20 January 2013

John 2:1-11

"Everyone serves the good wine first, and then the inferior wine … But you have kept the good wine until now." (v. 10)


In John's Gospel, it is this famous story of the marriage feast at Cana that marks the beginning of Jesus' public ministry. In the other Gospels, Jesus' Baptism is followed by a time of testing in the wilderness (eg Matthew 4:1-11) after which Jesus returns to call disciples by the lakeside and begin his ministry of proclaiming the kingdom of God (eg Matthew 4:17-22). But here in chapter 2 of John's Gospel, Jesus' ministry begins at a family celebration.

The story tells how the wine runs out at the wedding (verse 3) and how Jesus is at first reluctant to respond when his mother turns to his for help (verse 4). But Mary persists and then, when Jesus tells the servants to fill the stone jars with water (verse 7), miraculously it turns into the finest wine, so that the bridegroom is commended for saving the best till last (verse 10).

It also introduces a number of themes to be developed later in the Gospel. It shows first how Jesus' ministry comes to fulfil the as yet incomplete promise of Judaism. This is evident in the symbolism of six stone jars (verse 6), one less than the perfect number seven, and the best wine being saved till last. (Indeed there are interesting parallels with discussion of new wine and old wineskins in the other Gospels (eg Mark 2:21-22).)

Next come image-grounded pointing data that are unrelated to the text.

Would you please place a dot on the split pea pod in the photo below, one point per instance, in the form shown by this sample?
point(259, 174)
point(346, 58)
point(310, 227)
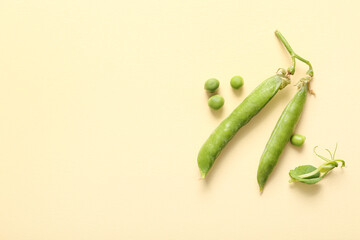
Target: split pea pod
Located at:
point(242, 114)
point(281, 134)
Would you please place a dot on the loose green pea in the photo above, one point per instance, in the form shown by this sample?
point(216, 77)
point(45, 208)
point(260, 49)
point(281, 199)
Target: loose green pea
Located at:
point(236, 82)
point(216, 102)
point(297, 140)
point(211, 84)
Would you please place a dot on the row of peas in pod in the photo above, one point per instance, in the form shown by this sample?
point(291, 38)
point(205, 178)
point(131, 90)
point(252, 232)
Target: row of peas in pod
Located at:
point(283, 131)
point(211, 85)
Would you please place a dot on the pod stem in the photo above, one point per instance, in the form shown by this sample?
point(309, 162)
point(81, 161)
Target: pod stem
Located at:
point(291, 70)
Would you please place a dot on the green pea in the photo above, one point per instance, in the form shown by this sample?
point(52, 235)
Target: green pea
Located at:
point(236, 82)
point(211, 84)
point(240, 116)
point(216, 102)
point(297, 140)
point(281, 135)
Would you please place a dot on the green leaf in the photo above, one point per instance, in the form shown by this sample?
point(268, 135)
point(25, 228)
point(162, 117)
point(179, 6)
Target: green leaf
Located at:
point(305, 169)
point(297, 174)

Secondly, it shows how Jesus' family are in some sense involved in his ministry from the start, as it is Mary's request that first triggers Jesus' response. Again at the end of his life it will be Jesus' final words to Mary and 'the beloved disciple' that mark the beginning of the new community which will bear his name after the Resurrection (John 19:21-22).

Finally, as the evangelist records, this is the "first of his signs" in which Jesus' glory is revealed. What is distinctive about John's account is the way in which Jesus' ministry is revealed in a series of 'signs' which trigger discussion and reflection on who Jesus is; and which as the evangelist notes, lead his disciples to 'believe' in him (verse 11).

To Ponder

  • How important are family celebrations in your life - and the life of the Church?
  • Do we make the most of what are sometimes dismissed as 'rites of passage' (ie baptism, marriage, funerals) in people's journey of faith? What else might be done?
  • Jesus is here recorded turning 'water into wine'; is there a place for Methodism to consider relaxing its traditional teaching on alcohol? Why?

Bible notes author

The Revd Dr Stephen Wigley

Stephen Wigley is a Methodist minister currently serving as chair of the Wales Synod. He is married to Jenny, a priest in the Church in Wales, and they have two teenage sons, David and Andrew.